When you run sunpeak build, the output is a single production bundle that any MCP App host can load.

From Zero to Both Hosts

If you are starting a new project:

pnpm add -g sunpeak
sunpeak new
sunpeak dev

The ChatGPT App tutorial walks through building a resource from scratch, adding simulation data, and running the simulator. Every step applies to Claude too because the same code powers both.

If you already have a ChatGPT App, it already runs on Claude. If you already have a Claude App, it already runs on ChatGPT. There is no migration step because there is nothing host-specific to migrate.

The real win is what comes next. When a new host adopts MCP Apps, your app runs there too, with zero additional work. You are not building for two platforms. You are building for a protocol.

Resources

Build once with sunpeak. Run on ChatGPT, Claude, and every MCP App host.

Frequently Asked Questions

Can the same MCP App run on both ChatGPT and Claude?

Yes. ChatGPT and Claude both implement the MCP App standard. An MCP App built with sunpeak runs on both hosts without code changes. The core API (useToolData, useAppState, SafeArea, useDisplayMode) is host-agnostic, so your React component renders identically in both environments.

What is the MCP App standard?

MCP Apps are an extension of the Model Context Protocol (MCP) that adds interactive UI to MCP tools. Instead of returning plain text, a tool can return a resource that renders HTML in an iframe (often a built React component) in the host.
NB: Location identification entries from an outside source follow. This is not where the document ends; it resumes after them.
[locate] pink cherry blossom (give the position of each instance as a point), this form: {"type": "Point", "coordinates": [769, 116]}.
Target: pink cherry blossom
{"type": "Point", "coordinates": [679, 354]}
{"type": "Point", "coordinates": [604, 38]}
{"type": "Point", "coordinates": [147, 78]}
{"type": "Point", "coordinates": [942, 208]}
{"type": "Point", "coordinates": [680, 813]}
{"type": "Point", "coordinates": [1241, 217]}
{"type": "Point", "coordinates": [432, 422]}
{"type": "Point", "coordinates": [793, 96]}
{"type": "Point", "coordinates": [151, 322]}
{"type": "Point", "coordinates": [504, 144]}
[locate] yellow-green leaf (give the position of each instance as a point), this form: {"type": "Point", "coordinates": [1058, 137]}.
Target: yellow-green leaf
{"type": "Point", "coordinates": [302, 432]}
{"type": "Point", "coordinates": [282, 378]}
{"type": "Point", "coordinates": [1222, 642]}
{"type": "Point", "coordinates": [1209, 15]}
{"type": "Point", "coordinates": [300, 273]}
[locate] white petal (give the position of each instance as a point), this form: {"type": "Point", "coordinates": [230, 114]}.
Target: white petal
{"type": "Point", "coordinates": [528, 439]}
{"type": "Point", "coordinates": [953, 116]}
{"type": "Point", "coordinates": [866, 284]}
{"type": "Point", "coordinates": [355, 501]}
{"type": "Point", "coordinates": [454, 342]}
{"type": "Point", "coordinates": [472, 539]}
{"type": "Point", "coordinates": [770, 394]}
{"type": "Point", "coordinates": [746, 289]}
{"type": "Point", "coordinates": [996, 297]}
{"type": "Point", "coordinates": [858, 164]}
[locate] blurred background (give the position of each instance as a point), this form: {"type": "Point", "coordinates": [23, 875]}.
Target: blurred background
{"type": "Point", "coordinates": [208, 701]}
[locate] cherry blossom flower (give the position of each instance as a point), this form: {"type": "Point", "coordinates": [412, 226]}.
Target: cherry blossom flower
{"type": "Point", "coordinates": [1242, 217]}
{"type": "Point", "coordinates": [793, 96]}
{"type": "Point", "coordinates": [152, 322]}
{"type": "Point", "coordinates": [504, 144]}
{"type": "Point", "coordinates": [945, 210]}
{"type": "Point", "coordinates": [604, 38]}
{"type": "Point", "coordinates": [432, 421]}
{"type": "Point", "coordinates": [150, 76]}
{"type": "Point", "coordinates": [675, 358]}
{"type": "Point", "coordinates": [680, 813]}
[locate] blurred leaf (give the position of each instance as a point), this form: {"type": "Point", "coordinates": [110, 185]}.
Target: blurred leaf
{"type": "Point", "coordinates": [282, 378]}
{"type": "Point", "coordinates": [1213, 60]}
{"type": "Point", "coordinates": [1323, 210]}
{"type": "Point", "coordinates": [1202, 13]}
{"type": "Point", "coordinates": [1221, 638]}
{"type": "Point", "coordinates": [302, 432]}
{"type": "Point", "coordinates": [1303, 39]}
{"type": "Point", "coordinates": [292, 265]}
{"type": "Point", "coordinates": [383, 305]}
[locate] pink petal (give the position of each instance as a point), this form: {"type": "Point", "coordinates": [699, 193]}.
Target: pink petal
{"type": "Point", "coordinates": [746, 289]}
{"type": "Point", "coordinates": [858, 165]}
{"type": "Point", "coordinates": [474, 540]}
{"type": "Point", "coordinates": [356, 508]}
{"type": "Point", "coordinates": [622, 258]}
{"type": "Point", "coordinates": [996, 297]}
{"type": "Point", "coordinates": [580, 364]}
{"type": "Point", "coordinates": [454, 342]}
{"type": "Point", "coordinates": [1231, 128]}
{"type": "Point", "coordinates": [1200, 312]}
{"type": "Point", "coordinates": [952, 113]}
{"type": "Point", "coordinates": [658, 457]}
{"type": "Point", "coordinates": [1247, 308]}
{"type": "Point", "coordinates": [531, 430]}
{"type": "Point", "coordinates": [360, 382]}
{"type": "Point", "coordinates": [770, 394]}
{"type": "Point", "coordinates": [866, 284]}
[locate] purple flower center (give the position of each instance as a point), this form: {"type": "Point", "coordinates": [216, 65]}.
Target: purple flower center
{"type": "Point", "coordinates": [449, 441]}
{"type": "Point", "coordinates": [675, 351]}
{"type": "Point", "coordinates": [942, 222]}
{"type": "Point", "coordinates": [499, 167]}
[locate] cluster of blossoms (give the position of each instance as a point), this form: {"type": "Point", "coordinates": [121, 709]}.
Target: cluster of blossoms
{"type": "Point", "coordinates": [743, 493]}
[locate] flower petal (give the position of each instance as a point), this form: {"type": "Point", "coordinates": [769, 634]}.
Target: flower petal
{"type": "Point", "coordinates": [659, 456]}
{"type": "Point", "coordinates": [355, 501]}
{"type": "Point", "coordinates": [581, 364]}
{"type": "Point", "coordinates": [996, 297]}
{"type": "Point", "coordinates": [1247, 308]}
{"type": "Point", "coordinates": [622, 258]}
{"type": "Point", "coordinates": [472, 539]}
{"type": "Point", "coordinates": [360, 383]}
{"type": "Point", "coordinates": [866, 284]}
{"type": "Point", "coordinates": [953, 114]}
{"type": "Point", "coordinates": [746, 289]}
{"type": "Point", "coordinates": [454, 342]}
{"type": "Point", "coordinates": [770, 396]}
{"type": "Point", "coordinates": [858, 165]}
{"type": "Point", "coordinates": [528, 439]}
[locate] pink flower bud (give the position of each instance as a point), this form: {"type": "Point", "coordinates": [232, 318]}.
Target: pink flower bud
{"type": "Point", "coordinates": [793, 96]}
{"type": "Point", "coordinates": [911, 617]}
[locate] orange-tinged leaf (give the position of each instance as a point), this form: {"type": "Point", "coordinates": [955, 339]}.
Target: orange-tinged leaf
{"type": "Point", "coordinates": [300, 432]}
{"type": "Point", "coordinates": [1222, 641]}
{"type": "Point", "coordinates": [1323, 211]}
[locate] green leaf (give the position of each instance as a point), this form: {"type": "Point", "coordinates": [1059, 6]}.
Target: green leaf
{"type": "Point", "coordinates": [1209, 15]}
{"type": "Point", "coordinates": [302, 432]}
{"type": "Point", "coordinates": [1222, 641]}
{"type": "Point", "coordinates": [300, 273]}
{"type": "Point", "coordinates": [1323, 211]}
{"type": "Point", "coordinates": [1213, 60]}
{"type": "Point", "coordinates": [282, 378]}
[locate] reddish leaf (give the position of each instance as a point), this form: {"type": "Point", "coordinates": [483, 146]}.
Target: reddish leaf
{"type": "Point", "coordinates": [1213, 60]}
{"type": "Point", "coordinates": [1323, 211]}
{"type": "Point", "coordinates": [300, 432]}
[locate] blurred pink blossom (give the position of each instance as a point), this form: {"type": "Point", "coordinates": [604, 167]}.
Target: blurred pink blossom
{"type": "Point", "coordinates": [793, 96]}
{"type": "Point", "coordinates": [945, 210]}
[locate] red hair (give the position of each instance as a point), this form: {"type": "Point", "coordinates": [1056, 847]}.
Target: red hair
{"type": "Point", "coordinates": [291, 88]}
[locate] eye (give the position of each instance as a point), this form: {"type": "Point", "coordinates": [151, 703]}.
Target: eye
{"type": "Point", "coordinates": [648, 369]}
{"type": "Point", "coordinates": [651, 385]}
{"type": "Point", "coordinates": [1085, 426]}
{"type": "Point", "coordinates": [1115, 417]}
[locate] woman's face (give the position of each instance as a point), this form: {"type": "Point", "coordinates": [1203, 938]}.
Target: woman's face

The standard defines how tool output reaches the component, how the component communicates state back, and how the host handles display modes and theming.

Do I need separate codebases for ChatGPT and Claude?

No. A single sunpeak project produces one build that runs on both hosts. Your resource components, simulation files, and test suites are shared. If you need host-specific behavior (rare), sunpeak provides opt-in subpath imports like sunpeak/chatgpt. The core sunpeak import stays portable.

How do I test my MCP App for both ChatGPT and Claude?

Run sunpeak dev to start the local simulator. The simulator replicates both ChatGPT and Claude App runtimes, so you can test your component against both hosts on localhost. For automated testing, use Vitest for unit tests and Playwright for end-to-end tests. The same test suite covers both hosts.

What hosts support MCP Apps besides ChatGPT and Claude?

As of February 2026, MCP App hosts include ChatGPT (launched February 4, 2026), Claude (launched January 26, 2026), Goose (Block open-source AI agent), and VS Code Insiders. More hosts are expected to adopt the standard because MCP is an open protocol.

What is sunpeak?

Sunpeak is an open-source MCP App framework for building interactive apps that run inside AI hosts like ChatGPT and Claude. It includes a local simulator, pre-built UI components, TypeScript and React project scaffolding, and testing utilities with Vitest and Playwright. Install with pnpm add -g sunpeak.

What parts of the sunpeak API are host-specific?

The core sunpeak import (useToolData, useAppState, useDisplayMode, useHostContext, SafeArea, ResourceConfig) is fully host-agnostic. Host-specific utilities live under subpath imports like sunpeak/chatgpt, which exports ChatGPTSimulator and buildDevSimulations. Most apps never need host-specific code.